Open lgloege opened 5 years ago
It dies at which step? Does the rectilinear example work? Can you import ESMPy by import ESMF
?
Yes, no issues with import ESMF
the kernel dies here:
regridder = xe.Regridder(ds, ds_out, 'bilinear')
regridder
I guess it is a system-specific ESMPy installation issue. Can you run the code on your own laptop, or on other machines?
Alternatively you can run the test suite to see which part dies:
pip install pytest
git clone https://github.com/JiaweiZhuang/xESMF.git
cd xesmf
pytest -v xesmf
You should see something like this if all tests succeed:
xesmf/tests/test_backend.py::test_flag PASSED [ 4%]
xesmf/tests/test_backend.py::test_warn_f_on_array PASSED [ 9%]
xesmf/tests/test_backend.py::test_warn_f_on_grid PASSED [ 14%]
xesmf/tests/test_backend.py::test_warn_lat_range PASSED [ 19%]

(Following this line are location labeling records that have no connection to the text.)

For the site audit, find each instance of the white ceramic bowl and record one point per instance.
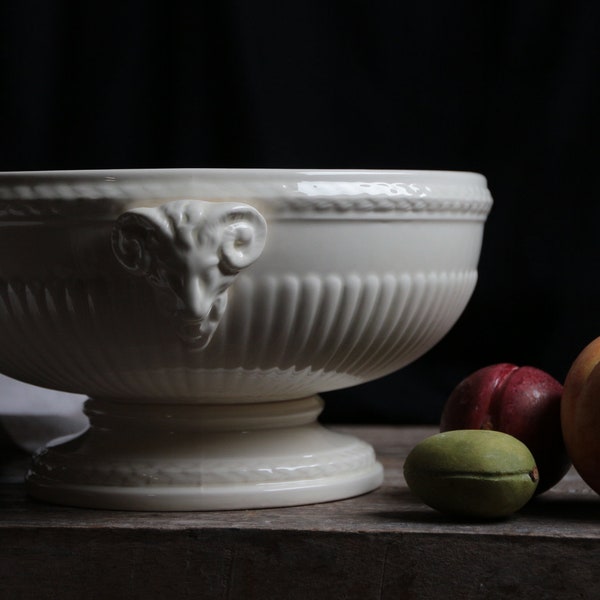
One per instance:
(203, 310)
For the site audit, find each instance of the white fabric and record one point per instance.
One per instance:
(33, 416)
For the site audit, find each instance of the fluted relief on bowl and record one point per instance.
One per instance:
(190, 251)
(280, 337)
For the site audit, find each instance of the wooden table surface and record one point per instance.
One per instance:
(385, 544)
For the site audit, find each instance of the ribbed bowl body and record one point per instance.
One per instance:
(361, 273)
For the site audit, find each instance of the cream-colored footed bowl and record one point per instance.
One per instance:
(202, 311)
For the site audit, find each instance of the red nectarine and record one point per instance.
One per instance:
(521, 401)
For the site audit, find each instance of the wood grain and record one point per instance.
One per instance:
(385, 544)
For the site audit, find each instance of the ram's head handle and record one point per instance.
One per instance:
(191, 252)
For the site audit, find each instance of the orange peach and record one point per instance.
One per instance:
(580, 414)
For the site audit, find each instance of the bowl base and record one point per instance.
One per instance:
(178, 457)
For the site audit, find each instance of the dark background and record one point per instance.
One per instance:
(509, 89)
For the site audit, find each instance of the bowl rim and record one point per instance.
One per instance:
(435, 175)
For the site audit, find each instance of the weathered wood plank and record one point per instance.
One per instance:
(382, 545)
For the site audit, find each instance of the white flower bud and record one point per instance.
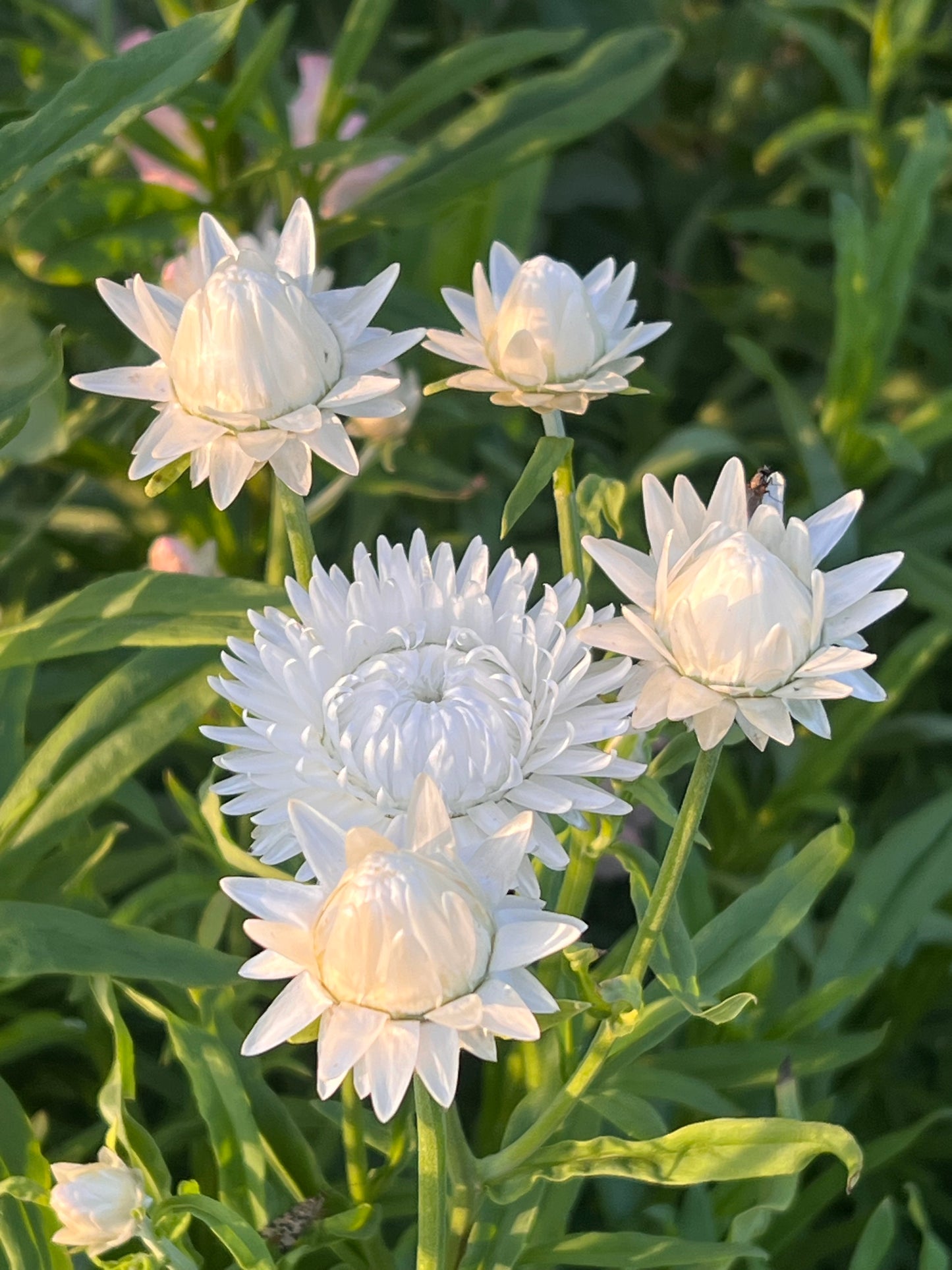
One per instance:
(549, 300)
(99, 1205)
(403, 934)
(731, 620)
(250, 342)
(738, 593)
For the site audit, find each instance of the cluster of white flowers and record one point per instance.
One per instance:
(413, 730)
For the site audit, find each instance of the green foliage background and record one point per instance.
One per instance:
(781, 173)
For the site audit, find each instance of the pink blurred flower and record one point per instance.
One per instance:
(173, 125)
(172, 554)
(304, 113)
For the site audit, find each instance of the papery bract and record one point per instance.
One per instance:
(422, 666)
(731, 619)
(99, 1205)
(540, 335)
(401, 950)
(380, 431)
(257, 365)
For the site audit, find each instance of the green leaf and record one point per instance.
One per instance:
(905, 874)
(16, 399)
(876, 1241)
(358, 34)
(226, 1111)
(796, 417)
(630, 1114)
(123, 722)
(104, 98)
(748, 1064)
(244, 1244)
(810, 130)
(120, 1087)
(42, 939)
(16, 687)
(88, 229)
(709, 1151)
(138, 610)
(632, 1252)
(827, 1189)
(752, 927)
(252, 74)
(456, 70)
(546, 457)
(518, 125)
(24, 1231)
(601, 500)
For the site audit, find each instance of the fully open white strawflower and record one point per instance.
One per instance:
(401, 950)
(540, 335)
(731, 619)
(420, 666)
(101, 1205)
(257, 366)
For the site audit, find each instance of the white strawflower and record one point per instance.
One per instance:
(99, 1205)
(401, 950)
(542, 337)
(422, 666)
(184, 275)
(257, 365)
(397, 427)
(731, 619)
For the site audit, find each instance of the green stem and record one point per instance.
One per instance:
(432, 1196)
(354, 1145)
(567, 511)
(164, 1250)
(298, 530)
(675, 857)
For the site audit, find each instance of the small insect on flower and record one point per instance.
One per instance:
(99, 1205)
(405, 953)
(730, 618)
(540, 335)
(257, 365)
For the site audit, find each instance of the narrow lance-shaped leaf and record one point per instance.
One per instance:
(244, 1244)
(98, 103)
(16, 400)
(546, 457)
(43, 939)
(710, 1151)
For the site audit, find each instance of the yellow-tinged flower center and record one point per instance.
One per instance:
(403, 934)
(738, 616)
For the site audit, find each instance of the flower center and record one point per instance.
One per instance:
(460, 716)
(550, 301)
(738, 616)
(250, 343)
(403, 934)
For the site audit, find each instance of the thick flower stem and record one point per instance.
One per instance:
(432, 1196)
(675, 859)
(567, 509)
(354, 1145)
(298, 530)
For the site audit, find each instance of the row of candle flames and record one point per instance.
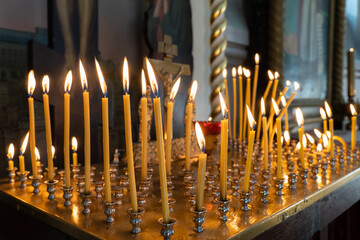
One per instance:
(246, 124)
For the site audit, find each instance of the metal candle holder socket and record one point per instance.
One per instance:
(136, 219)
(86, 202)
(23, 178)
(109, 212)
(167, 229)
(51, 188)
(68, 195)
(223, 208)
(198, 219)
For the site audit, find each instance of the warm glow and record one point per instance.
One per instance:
(328, 110)
(200, 137)
(31, 83)
(175, 89)
(83, 76)
(352, 109)
(251, 118)
(276, 108)
(193, 90)
(299, 117)
(143, 82)
(11, 151)
(223, 105)
(239, 70)
(46, 84)
(263, 110)
(24, 145)
(74, 144)
(126, 76)
(101, 79)
(257, 58)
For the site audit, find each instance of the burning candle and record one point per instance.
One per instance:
(201, 168)
(353, 127)
(128, 138)
(67, 87)
(31, 89)
(87, 136)
(160, 142)
(223, 149)
(105, 122)
(169, 127)
(188, 124)
(252, 124)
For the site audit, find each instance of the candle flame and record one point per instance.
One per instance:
(126, 76)
(257, 58)
(263, 110)
(68, 82)
(175, 89)
(275, 106)
(83, 76)
(143, 83)
(151, 75)
(31, 83)
(352, 109)
(101, 79)
(200, 137)
(317, 133)
(46, 84)
(74, 144)
(251, 118)
(223, 105)
(24, 145)
(328, 110)
(240, 71)
(193, 90)
(299, 117)
(11, 151)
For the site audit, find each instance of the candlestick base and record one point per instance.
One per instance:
(23, 178)
(67, 195)
(245, 200)
(86, 202)
(136, 219)
(223, 209)
(109, 212)
(11, 174)
(304, 175)
(51, 188)
(99, 187)
(167, 229)
(198, 219)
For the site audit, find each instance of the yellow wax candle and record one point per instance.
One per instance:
(169, 125)
(223, 150)
(188, 124)
(144, 133)
(46, 85)
(31, 89)
(353, 127)
(234, 102)
(128, 138)
(105, 122)
(265, 135)
(87, 136)
(22, 152)
(68, 82)
(74, 146)
(256, 74)
(201, 168)
(241, 107)
(160, 143)
(250, 150)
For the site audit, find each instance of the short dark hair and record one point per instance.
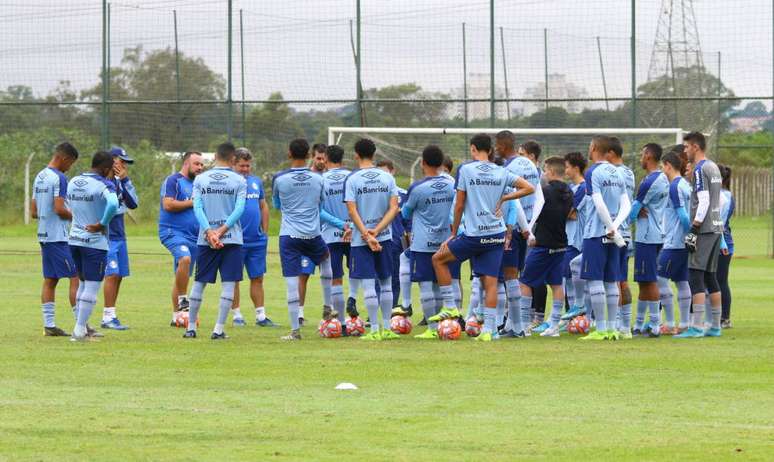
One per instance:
(696, 138)
(576, 159)
(225, 151)
(532, 147)
(365, 148)
(482, 142)
(66, 149)
(432, 156)
(299, 149)
(655, 150)
(334, 153)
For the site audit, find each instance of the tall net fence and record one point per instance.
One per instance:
(160, 76)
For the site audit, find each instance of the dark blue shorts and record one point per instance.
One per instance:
(226, 261)
(339, 252)
(484, 252)
(601, 261)
(543, 266)
(89, 262)
(292, 251)
(57, 260)
(117, 259)
(365, 264)
(646, 262)
(571, 253)
(673, 264)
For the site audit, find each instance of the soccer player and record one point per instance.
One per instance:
(49, 206)
(602, 241)
(219, 196)
(673, 259)
(548, 243)
(178, 228)
(118, 256)
(298, 193)
(337, 238)
(93, 202)
(428, 206)
(481, 190)
(372, 202)
(255, 228)
(704, 238)
(648, 213)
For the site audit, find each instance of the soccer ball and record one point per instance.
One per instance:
(449, 329)
(330, 328)
(473, 327)
(401, 325)
(355, 327)
(578, 325)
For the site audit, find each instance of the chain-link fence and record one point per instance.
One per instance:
(168, 75)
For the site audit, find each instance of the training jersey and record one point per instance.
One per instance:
(219, 195)
(127, 199)
(252, 233)
(484, 184)
(654, 196)
(706, 177)
(333, 203)
(298, 193)
(428, 205)
(679, 197)
(87, 198)
(371, 189)
(604, 178)
(184, 224)
(49, 184)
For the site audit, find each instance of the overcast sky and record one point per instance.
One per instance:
(302, 48)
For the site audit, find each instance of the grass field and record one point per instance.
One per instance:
(148, 394)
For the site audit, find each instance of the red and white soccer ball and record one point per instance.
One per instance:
(330, 328)
(578, 325)
(473, 327)
(449, 329)
(401, 325)
(355, 327)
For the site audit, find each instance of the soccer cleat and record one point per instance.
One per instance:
(446, 313)
(429, 334)
(713, 332)
(691, 332)
(114, 324)
(55, 332)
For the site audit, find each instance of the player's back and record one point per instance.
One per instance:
(299, 192)
(49, 184)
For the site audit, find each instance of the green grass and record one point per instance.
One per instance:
(148, 394)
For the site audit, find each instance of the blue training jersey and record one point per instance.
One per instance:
(603, 178)
(251, 219)
(87, 197)
(219, 198)
(484, 184)
(179, 188)
(653, 195)
(298, 193)
(679, 197)
(428, 204)
(371, 189)
(49, 184)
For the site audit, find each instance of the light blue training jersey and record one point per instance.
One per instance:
(219, 198)
(484, 184)
(428, 204)
(88, 195)
(371, 190)
(298, 193)
(653, 195)
(49, 184)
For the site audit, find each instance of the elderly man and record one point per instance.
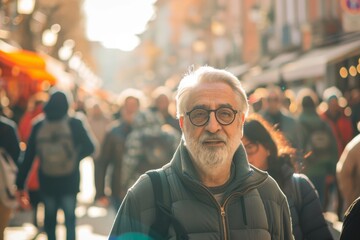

xesmf/tests/test_backend.py::test_esmf_grid_with_corner PASSED [ 23%]
xesmf/tests/test_backend.py::test_esmf_build_bilinear PASSED [ 28%]
xesmf/tests/test_backend.py::test_regrid PASSED [ 33%]
xesmf/tests/test_backend.py::test_regrid_periodic_wrong PASSED [ 38%]
xesmf/tests/test_backend.py::test_regrid_periodic_correct PASSED [ 42%]
xesmf/tests/test_frontend.py::test_as_2d_mesh PASSED [ 47%]
xesmf/tests/test_frontend.py::test_build_regridder PASSED [ 52%]
xesmf/tests/test_frontend.py::test_existing_weights PASSED [ 57%]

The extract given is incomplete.